I stood up a home server in June of 2000, looking for a bit of that “whee I’m a sysop too!” social interaction I missed out on due to growing up poor. Gave out shell accounts and web hosting to anyone who asked. Surprisingly the server lasted until 2015, despite me being a terrible sysadmin with no idea what he was doing.
I’m trying to bring it back up as something slightly more modern. Recently got OpenLDAP loaded with my old users and mail set up, using seven VMs, each on its own vlan and /30 net: openldap of course, postfix, opendkim, dovecot, roundcube, and two for bind9. I figure I’m certainly going to forget things and get compromised, but hopefully this isolation will minimize how useful a rooted VM is.
I have this hesitation to ask for too much help, as I feel like it’s the same kind of help someone would use for a small business and would need to pay for. I feel like I should write this up and share it, once I get everything working. Most people doing this for commercial reasons wouldn’t share what they did on company time, I feel like.
Yep this is a good place to post anything learning related. Also I think you'd be surprised how helpful people can be so I wouldn't be shy about asking. Ask here, ask on Mastodon too.
I don’t know if this is a reasonable thing to want, but I want to create it if it doesn’t. Or I need to understand why my expectations are warped.
I have this impression that, in 1995, you could just stand up a Solaris or Sys V UNIX box on the public internet, run some common default services that most people wanted on a “standard internet host” and they would more or less do ok. Try that today, of course, and things would not be ok.

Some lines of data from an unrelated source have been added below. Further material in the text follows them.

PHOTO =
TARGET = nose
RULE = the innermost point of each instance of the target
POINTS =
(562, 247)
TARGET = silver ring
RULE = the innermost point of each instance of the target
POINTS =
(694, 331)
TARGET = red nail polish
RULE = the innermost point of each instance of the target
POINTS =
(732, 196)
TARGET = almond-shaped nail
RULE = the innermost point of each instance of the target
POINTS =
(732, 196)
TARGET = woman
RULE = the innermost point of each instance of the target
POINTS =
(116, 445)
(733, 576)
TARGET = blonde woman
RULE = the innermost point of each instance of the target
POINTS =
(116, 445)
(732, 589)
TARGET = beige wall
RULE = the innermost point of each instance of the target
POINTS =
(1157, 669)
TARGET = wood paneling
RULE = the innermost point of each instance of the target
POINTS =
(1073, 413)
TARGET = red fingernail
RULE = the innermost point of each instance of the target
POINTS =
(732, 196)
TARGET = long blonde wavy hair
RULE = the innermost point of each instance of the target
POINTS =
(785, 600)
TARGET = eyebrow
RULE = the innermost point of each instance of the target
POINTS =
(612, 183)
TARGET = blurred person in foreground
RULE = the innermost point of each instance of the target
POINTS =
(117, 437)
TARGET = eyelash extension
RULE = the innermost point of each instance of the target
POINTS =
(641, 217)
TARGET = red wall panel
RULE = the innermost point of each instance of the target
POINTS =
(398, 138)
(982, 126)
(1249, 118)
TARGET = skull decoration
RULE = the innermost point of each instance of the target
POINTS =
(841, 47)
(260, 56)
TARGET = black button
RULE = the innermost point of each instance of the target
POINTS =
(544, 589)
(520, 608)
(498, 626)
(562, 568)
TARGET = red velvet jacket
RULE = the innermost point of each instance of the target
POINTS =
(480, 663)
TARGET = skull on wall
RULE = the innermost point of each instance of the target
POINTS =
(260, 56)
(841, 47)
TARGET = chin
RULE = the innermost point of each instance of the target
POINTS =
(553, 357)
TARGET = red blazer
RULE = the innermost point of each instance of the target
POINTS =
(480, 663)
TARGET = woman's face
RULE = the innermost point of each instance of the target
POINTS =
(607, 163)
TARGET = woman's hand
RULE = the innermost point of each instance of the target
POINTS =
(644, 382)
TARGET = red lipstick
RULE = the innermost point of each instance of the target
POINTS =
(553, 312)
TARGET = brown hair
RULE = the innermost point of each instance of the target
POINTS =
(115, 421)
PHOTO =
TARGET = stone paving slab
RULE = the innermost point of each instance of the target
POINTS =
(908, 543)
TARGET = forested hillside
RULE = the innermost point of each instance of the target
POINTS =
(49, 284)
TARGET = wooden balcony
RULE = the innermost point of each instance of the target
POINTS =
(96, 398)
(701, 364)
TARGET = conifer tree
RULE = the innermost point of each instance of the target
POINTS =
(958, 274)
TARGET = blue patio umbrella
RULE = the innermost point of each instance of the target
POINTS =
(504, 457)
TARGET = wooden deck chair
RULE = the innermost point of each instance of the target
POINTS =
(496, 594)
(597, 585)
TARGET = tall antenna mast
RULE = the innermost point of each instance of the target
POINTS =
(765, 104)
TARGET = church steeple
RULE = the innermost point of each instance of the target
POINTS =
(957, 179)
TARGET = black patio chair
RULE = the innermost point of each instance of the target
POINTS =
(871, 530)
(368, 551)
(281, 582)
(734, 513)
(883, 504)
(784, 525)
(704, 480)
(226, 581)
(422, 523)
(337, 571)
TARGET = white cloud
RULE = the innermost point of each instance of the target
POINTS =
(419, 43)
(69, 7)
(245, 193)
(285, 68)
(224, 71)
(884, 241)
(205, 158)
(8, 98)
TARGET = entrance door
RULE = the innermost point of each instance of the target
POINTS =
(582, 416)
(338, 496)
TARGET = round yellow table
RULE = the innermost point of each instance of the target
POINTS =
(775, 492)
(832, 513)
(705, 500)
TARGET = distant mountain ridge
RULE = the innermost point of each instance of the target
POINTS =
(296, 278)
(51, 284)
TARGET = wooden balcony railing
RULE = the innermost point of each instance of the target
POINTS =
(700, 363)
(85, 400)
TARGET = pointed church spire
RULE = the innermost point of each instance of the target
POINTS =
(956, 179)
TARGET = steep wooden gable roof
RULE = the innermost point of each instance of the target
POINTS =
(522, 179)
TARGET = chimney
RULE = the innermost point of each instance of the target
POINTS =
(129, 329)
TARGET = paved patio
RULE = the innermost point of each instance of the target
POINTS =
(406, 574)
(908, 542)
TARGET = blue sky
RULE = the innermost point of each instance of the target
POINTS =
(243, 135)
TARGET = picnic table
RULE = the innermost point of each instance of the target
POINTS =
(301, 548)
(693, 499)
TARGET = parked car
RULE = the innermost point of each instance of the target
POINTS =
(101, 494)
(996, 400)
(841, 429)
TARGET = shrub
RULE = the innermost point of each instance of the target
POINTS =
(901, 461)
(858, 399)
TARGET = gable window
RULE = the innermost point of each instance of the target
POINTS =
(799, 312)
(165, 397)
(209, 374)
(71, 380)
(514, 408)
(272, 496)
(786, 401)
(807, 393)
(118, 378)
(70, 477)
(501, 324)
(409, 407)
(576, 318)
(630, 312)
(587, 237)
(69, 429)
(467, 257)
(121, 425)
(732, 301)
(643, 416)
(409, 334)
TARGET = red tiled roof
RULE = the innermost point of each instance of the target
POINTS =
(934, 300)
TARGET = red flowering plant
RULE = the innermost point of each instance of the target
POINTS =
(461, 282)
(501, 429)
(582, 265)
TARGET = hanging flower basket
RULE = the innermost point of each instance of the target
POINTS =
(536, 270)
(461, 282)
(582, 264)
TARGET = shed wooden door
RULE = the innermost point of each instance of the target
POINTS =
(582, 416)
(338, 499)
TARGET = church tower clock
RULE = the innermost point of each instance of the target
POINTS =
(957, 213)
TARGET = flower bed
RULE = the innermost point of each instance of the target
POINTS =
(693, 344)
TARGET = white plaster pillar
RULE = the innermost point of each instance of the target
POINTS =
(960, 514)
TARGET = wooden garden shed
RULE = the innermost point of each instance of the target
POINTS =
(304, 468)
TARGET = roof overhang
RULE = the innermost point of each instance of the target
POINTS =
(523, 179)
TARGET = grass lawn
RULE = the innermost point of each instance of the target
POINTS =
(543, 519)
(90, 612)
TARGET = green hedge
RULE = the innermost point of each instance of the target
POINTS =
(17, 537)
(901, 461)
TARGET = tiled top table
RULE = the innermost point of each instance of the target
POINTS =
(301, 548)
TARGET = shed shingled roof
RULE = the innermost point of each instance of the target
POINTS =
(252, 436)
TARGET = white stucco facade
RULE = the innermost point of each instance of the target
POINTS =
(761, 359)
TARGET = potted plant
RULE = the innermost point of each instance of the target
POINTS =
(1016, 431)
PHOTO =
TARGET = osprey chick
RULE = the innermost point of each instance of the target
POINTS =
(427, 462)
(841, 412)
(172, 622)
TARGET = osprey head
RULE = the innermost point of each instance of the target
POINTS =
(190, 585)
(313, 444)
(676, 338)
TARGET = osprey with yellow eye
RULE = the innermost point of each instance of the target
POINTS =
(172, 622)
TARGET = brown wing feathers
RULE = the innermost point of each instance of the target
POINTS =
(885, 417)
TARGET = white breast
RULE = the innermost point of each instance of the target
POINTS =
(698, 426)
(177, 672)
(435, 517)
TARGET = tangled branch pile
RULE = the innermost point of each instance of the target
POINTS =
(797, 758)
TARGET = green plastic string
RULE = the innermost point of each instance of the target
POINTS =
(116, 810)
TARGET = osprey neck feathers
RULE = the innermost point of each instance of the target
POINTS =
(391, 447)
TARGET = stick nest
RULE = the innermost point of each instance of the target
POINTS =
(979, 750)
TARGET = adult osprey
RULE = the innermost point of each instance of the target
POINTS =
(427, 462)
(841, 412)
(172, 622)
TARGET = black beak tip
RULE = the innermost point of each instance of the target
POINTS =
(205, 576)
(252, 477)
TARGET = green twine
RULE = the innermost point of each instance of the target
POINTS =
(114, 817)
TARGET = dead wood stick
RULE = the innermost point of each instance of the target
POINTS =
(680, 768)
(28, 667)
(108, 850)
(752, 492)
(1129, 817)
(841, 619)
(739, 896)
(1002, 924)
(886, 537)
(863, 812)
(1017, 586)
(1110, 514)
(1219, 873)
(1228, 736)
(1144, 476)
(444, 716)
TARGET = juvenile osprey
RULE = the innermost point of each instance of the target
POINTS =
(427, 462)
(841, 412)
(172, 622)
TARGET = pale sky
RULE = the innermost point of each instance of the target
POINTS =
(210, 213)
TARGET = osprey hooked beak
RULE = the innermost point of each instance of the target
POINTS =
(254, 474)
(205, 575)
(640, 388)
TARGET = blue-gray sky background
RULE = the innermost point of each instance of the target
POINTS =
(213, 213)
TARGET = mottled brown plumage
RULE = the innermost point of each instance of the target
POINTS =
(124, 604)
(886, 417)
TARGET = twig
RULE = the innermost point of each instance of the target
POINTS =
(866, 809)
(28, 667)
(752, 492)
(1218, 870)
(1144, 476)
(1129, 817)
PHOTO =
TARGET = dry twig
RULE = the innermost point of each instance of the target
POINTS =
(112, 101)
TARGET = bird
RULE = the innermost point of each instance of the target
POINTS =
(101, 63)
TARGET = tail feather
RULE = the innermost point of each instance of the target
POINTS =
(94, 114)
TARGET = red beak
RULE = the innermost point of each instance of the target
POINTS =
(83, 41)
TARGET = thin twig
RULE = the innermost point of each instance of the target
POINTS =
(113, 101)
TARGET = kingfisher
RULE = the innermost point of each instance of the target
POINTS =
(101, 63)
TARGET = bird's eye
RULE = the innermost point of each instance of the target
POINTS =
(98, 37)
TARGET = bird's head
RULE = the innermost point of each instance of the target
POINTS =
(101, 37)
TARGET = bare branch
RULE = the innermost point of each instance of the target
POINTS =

I think there should be a guide for creating a similar environment with free (and/or “free”) software. My version would start with: you’ll need server hardware totaling around 32 GB of RAM or more, on one machine or several. Recycled laptops or corporate desktops work, though you’ll need vlan aware switching if multiple machines. We’ll assume a static ip and a domain with dnssec support. Here’s what that means.
And then a sort of step by step for a management vlan, a vm hypervisor, management vm, firewall, gsa/openvas, an apt-mirror VM, and then we start setting up services. Each service gets its own VM, and gets a /30 net and firewall rules allowing minimum permissions. DNS, then OpenLDAP, then haproxy, then email, etc.
I’ve been on a journey setting this all up for myself, and I think my biggest problem has been understanding the abstract concepts. I was following an OpenLDAP walkthrough, for example, without really understanding how different clients would be using it. I found a whole series of articles on setting up email, and was able to adapt their approach (single hosted VM, sql storage for user info) to my own (four VMs, LDAP storage for user info). But I’m still struggling with postfix mapping tables for example.
Setting aside if it’s possible to find this sort of “follow these steps for an exceptionally secure, though maintenance heavy, internet site!” walkthrough, is this even something people want? Maybe I’m being too egocentric, assuming everyone must want what I want. The whole thing is unmaintainable if the reader is just walked through the steps without getting a deep understanding of what and why. Maybe people looking for walkthroughs generally don’t want all of the extra steps.
Does what I’m proposing make sense? Should it exist? Does it already?
I think it makes sense. Not sure if it exists already. As for the question of "do people want it?" The Internet is a big place. No matter what you could possibly think up, there's probably some folks out there who are interested. If you think it's interesting than others probably do to. Go for it!